The cell below actually trains the model and prints its predictions on the test set

In [0]:
from pyspark.ml.regression import LinearRegression

# Split training and testing data
train_data,test_data = finalized_data.randomSplit([0.8, 0.2])

# Learn to fit the model from training set
regressor = LinearRegression(featuresCol = 'Attributes', labelCol = 'medv')
regressor = regressor.fit(train_data)

# To predict the prices on testing set
pred = regressor.evaluate(test_data)
pred.predictions.show()

+--------------------+----+------------------+
|          Attributes|medv|        prediction|
+--------------------+----+------------------+
|[0.00906,90.0,2.9...|32.2| 31.41528319800314|
|[0.01311,90.0,1.2...|35.4|30.961419505594797|
|[0.01381,80.0,0.4...|50.0| 40.68022853897539|
|[0.01538,90.0,3.7...|44.0| 37.53039981560234|
|[0.01951,17.5,1.3...|33.0| 22.91406322761884|
|[0.02177,82.5,2.0...|42.3| 36.77392391351592|
|[0.02763,75.0,2.9...|30.8|31.641561563069722|
|[0.02875,28.0,15....|25.0| 29.41820794057692|
|[0.02985,0.0,2.18...|28.7| 25.17682920723198|
|[0.03113,0.0,4.39...|17.5| 16.10388162964486|
|[0.03445,82.5,2.0...|24.1|29.162470316265285|
|[0.03466,35.0,6.0...|19.4| 23.16534532152732|
|[0.03502,80.0,4.9...|28.5| 33.87080772723026|
|[0.03615,80.0,4.9...|27.9| 32.28690618950903|
|[0.03659,25.0,4.8...|24.8| 26.14666933761385|
|[0.03932,0.0,3.41...|22.0|27.673911925939606|
|[0.04527,0.0,11.9...|20.6|23.010732689972585|
|[0.0456,0.0,13.89...|23.3|26.843149181282804|
|[0.0459,52.5

The model we are using is called **linear regresssion** which tries to fit a "line" through the dataset to predict the value.
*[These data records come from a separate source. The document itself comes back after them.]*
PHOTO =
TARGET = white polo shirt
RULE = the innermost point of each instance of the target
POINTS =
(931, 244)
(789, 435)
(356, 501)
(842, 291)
We put line in quotes because in higher dimensions, its actually a hyper-plane. With linear regression, we can look at the coefficients for each feature and the intercept of the line.

In [0]:
# coefficient of the regression model
coeff = regressor.coefficients
print(f'The coefficient of the model is : {coeff}')

# Y intercept
intr = regressor.intercept
print (f'The Intercept of the model is : {intr}')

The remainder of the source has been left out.